По правде сказать, он не был создан для партии. «В больших делах должны быть принципы, – говорил он, – в малых достаточно сострадания». И еще в «Записных книжках»: «Самую большую неприятность мне доставляют генеральные идеи», что напоминает мне слова Алена: «Все генеральные идеи ложны, в этом и состоит генеральная идея». Мир не казался Камю ни объясненным, ни объясняемым. Он не был ни христианином, ни марксистом, не был никем; он был Альбером Камю, сыном солнца, нищеты и смерти. Интеллектуал? Да, если интеллектуалом считать того, кто раздваивается, кто играет жизнью и считает себя вполне благополучным. Художник? Безусловно, хотя он в этом сомневается. В двадцать три года у него было «четкое чувство, что в искусстве уже больше делать нечего. Остались лишь эффект, авантюра». В своих «Записных книжках» он приводит один стих из «Фауста»: «Эффект – это все, слава – ничто». Во всяком случае, если ему суждено стать писателем, то это для того, чтобы выразить свою мысль, и еще больше – свою жизнь. «Большой художник прежде всего большой любитель жизни». Он отказывается от должности преподавателя в Сиди-Бель-Аббесе, «чтобы не увязнуть».
В 1938 году Камю начинает работать в газете «Альже републикен», которую издает Паскаль Пиа[435]
. В том же году он пишет драму «Калигула» и начинает работать над «Посторонним» и «Мифом о Сизифе». С тех пор он с удивительной скороспелостью определяет главные темы своего творчества. В его записных книжках того времени уже проскальзывает тема «Чумы». Следовательно, неправильно представлять эту книгу только как произведение о войне и оккупации.
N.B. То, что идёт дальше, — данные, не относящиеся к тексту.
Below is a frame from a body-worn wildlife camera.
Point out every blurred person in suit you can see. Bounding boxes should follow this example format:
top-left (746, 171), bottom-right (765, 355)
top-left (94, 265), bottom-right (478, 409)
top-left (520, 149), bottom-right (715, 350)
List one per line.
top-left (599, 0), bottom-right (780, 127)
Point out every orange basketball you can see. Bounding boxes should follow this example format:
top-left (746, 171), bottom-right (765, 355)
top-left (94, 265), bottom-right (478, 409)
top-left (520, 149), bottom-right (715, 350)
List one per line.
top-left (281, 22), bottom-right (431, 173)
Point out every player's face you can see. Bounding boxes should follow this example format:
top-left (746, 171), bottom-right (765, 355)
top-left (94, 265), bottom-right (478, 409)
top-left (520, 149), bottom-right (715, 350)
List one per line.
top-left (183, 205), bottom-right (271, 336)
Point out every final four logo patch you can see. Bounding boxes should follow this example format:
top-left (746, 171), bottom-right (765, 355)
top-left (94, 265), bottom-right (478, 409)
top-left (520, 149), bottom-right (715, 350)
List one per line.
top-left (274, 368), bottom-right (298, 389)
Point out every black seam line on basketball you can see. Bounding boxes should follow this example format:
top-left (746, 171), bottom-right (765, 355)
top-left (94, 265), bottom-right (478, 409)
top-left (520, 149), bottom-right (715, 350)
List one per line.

Скорее мы должны сказать, что, взявшись за большое полотно, он ввел туда войну. В дальнейшем мы увидим, какие мысли его будоражили, но нужно закончить curriculum vitae[436]. Снова женившись в 1940 году, он уезжает во Францию и работает в «Пари суар», потом участвует в движении Сопротивления «Комба». В 1944 году, после освобождения, он становится главным редактором газеты «Комба», родившейся в этом движении. И тут со скоростью, которая достойна «Тысячи и одной ночи», успехи его изданий и успехи в театре делают его одним из самых знаменитых писателей. За пять лет он завоевал всемирную известность. Во время моей поездки по Америке, Северной и Южной, меня повсюду расспрашивали о «Сартре и Камю», которых молодежь, казалось, объединила в одно и которыми зачитывалась. На деле же Камю всегда отказывался признать сходство в мыслях своих и Сартра. «Бунтующий человек» позднее приведет к разрыву между этими двумя писателями.